Pytana o to, czy ministerstwo, a nie rodzice, powinno wyjść z inicjatywą rozmów dotyczącą matur Zalewska powiedziała: "System edukacji jest jednym z bardziej zdecentralizowanych w Polsce. Tu każdy ma swoją kompetencję i swoją odpowiedzialność. Ministerstwo edukacji nie ingeruje wprost w życie szkoły, to samodzielna jednostka, gdzie podejmowane są decyzje. Kompetencje każdego: i dyrektora i rady pedagogicznej i nauczycieli są opisane w przepisach. Wszystko w tej chwili w rękach dyrektorów" - stwierdziła.
W miniony poniedziałek rozpoczął się zorganizowany przez Związek Nauczycielstwa Polskiego i Forum Związków Zawodowych strajk w szkołach.

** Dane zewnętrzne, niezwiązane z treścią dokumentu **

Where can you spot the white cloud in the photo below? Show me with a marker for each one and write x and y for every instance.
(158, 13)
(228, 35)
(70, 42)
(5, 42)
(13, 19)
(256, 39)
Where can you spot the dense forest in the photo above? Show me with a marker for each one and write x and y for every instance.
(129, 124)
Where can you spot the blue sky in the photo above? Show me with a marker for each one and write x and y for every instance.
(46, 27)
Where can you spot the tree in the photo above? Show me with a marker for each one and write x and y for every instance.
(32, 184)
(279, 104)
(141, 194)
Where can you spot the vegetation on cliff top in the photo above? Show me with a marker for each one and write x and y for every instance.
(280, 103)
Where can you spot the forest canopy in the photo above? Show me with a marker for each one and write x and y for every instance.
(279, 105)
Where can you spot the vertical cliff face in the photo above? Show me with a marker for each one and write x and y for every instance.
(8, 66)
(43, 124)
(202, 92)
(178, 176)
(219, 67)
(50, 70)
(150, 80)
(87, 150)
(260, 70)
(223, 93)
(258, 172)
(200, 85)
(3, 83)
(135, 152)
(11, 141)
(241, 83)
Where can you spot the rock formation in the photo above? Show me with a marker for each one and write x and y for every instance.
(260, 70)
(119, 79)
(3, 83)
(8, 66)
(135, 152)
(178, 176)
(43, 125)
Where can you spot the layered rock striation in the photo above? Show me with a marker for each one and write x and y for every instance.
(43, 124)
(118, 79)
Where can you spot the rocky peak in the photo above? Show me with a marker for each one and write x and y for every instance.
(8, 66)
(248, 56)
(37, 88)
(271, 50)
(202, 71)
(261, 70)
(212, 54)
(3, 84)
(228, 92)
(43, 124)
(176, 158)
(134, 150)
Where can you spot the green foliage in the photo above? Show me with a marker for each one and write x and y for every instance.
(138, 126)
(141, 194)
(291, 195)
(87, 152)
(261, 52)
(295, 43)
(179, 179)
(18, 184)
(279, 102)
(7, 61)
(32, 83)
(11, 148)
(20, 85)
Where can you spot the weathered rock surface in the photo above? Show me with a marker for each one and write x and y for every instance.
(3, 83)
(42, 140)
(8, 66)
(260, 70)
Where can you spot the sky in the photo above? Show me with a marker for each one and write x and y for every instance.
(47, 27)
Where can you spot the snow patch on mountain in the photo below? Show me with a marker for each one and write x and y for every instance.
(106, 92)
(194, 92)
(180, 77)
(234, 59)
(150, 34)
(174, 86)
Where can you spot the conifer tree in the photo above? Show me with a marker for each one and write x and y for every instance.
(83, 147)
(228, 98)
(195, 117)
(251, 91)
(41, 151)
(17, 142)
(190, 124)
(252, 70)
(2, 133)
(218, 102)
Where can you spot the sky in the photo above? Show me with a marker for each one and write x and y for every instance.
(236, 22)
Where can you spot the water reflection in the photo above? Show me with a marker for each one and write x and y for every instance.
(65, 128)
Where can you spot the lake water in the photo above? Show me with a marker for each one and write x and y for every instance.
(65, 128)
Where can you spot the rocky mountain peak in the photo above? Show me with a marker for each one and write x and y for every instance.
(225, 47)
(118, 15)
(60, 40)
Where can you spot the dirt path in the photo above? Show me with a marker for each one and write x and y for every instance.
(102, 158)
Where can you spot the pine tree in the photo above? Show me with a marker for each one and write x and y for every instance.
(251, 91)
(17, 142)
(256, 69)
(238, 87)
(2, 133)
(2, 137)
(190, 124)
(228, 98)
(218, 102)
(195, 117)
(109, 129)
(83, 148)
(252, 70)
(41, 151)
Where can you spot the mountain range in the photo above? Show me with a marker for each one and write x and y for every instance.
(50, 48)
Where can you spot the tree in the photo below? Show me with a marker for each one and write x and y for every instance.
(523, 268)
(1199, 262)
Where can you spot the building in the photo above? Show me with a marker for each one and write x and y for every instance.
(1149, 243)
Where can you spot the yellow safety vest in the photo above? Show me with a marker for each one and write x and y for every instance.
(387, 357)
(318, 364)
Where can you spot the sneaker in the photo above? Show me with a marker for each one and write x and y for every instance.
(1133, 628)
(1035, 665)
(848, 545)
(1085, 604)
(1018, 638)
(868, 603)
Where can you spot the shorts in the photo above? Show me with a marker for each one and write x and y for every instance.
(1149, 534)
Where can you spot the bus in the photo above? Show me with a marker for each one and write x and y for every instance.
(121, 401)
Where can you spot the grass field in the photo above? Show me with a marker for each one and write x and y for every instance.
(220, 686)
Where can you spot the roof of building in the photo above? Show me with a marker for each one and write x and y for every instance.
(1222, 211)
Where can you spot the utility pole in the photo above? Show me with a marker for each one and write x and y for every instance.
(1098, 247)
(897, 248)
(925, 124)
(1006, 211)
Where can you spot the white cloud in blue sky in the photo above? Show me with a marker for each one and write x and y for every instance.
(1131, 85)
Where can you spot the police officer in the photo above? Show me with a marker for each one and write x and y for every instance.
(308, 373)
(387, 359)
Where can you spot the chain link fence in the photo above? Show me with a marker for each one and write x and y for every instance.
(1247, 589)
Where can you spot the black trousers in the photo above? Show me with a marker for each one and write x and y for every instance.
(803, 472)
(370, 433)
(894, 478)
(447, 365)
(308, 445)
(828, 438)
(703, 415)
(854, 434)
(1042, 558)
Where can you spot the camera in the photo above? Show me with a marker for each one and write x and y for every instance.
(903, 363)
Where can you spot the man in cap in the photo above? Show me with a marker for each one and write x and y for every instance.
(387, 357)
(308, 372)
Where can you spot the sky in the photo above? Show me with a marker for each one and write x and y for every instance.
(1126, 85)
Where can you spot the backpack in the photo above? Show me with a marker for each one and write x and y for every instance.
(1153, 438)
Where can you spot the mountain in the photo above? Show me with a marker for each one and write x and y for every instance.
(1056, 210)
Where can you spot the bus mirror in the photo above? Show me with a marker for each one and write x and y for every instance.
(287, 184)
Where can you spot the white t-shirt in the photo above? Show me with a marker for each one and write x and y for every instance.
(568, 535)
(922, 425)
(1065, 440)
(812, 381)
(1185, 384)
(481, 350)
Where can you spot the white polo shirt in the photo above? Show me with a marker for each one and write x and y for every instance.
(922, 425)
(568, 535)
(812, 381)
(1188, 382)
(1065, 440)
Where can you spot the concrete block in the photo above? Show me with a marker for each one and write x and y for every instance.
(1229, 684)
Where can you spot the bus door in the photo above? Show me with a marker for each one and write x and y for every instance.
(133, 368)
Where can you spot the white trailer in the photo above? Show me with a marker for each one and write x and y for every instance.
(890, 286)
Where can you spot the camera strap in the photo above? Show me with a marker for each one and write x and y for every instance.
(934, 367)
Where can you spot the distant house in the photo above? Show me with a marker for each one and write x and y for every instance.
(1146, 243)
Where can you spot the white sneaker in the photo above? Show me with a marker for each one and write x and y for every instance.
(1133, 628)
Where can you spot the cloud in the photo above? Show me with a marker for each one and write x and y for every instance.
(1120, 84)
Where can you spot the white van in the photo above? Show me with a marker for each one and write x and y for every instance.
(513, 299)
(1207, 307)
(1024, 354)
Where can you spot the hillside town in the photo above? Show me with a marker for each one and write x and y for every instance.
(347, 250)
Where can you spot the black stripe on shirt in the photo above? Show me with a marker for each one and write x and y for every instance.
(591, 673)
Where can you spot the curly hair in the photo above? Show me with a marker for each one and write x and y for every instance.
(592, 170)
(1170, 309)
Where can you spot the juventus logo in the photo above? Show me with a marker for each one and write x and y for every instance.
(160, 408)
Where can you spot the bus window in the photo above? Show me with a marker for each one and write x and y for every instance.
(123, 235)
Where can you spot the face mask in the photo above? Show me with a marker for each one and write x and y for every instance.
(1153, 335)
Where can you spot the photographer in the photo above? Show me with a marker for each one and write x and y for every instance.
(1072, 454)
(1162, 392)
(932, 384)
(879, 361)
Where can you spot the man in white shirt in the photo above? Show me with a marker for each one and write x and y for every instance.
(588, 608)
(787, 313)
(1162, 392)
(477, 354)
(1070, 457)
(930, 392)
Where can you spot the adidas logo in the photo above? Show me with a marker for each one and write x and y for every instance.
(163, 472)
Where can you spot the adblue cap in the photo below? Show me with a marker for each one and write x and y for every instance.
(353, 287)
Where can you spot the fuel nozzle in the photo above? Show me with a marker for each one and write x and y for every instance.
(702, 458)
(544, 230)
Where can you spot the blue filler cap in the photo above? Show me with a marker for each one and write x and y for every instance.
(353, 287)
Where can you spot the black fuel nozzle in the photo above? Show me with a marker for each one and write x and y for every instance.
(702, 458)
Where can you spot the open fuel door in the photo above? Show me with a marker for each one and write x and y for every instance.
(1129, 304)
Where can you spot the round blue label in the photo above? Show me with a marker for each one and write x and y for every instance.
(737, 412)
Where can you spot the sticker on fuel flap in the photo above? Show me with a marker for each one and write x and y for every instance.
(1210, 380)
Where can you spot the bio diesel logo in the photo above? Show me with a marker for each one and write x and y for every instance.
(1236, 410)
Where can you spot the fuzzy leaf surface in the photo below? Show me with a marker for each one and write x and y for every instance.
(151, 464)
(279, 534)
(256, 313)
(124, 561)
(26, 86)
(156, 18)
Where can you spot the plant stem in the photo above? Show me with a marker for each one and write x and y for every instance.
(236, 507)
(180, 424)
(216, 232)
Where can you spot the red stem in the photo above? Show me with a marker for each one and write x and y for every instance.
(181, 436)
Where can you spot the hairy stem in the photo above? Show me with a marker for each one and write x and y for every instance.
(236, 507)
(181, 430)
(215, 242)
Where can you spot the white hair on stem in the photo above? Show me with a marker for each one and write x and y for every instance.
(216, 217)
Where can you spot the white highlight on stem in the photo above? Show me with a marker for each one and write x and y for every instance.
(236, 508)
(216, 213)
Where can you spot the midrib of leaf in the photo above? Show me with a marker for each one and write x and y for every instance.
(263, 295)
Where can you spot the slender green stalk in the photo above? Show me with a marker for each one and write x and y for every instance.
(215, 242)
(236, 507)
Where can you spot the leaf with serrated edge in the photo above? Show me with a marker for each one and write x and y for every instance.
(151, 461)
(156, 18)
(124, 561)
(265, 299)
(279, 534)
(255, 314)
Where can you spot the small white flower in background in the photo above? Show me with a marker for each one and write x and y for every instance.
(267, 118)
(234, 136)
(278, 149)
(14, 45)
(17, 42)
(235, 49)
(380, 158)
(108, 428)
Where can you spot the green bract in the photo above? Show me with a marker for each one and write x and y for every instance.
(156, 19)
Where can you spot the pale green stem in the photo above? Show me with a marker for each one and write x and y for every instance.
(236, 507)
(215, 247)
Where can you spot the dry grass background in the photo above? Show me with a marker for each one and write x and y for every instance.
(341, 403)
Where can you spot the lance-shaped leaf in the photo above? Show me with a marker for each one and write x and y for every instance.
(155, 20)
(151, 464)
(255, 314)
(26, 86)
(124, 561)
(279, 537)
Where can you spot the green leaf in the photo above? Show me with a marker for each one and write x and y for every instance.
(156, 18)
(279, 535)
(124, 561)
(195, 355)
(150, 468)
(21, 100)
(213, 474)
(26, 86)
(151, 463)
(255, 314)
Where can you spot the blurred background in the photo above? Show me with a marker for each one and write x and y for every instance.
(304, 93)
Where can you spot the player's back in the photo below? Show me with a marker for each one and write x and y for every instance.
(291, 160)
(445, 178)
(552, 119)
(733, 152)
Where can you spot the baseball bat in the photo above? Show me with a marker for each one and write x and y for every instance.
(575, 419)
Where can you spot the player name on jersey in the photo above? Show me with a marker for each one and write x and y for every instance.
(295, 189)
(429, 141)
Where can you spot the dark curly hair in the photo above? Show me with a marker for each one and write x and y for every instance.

Przystąpiła do niego też część nauczycieli z oświatowej "Solidarności". Biorą w nim też udział nauczyciele niezrzeszeni w związkach.
W piątek Prezydium Zarządu Głównego ZNP postanowiło kontynuować strajk i wystąpić do Prezesa Rady Ministrów o natychmiastowe podjęcie rozmów z udziałem mediatora zewnętrznego. Także Prezydium Zarządu Krajowego WZZ "Solidarność - Oświata", należącego do FZZ, podjęło decyzję o kontynuowaniu strajku w niezmienionej formie.